We all know the best social program is a job, and we want to make sure 
that everyone can get that job.
  We need to continue to do the things that Congress needs to get done 
and we have not gotten done. So the minimum wage is one issue that we 
wanted to talk about today.
  As we have the President speaking to us this evening, we want to make 
sure that this body has a very full and rich debate. As we passed in a 
bipartisan way, 370-40, we need to have a real debate and have real 
questions answered before we get involved, so that we never again have 
what happened the last time we got involved in Iraq because we are back 
again.
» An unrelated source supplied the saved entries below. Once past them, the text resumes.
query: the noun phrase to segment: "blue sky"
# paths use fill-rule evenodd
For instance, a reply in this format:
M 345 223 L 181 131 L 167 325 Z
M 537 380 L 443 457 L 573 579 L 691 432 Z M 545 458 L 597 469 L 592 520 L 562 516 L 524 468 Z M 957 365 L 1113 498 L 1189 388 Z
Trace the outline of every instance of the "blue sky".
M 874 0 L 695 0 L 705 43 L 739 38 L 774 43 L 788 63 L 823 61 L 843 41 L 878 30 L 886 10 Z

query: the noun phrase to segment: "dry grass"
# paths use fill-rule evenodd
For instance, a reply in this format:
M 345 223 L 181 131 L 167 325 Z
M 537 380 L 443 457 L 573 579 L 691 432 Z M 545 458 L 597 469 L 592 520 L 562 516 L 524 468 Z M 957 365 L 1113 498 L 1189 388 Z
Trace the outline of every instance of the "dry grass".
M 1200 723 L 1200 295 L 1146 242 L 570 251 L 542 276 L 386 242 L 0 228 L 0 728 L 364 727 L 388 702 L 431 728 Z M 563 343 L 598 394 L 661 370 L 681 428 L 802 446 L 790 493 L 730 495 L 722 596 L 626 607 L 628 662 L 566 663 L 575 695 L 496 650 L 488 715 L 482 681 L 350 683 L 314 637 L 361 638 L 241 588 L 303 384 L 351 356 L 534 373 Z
There was no ``mission accomplished.'' A banner and a fly-in in 
military gear is not a successful end to an involvement.
  We need to make sure whatever we do this time is thoughtful, done 
with consultation of Congress, with narrow scope, and with a 
partnership with other nations specifically in the region to make sure 
that we are doing this not alone or not largely alone.
  With that, Mr. Speaker, the Progressive Caucus appreciates this time 
this evening, and I yield back the balance of my time.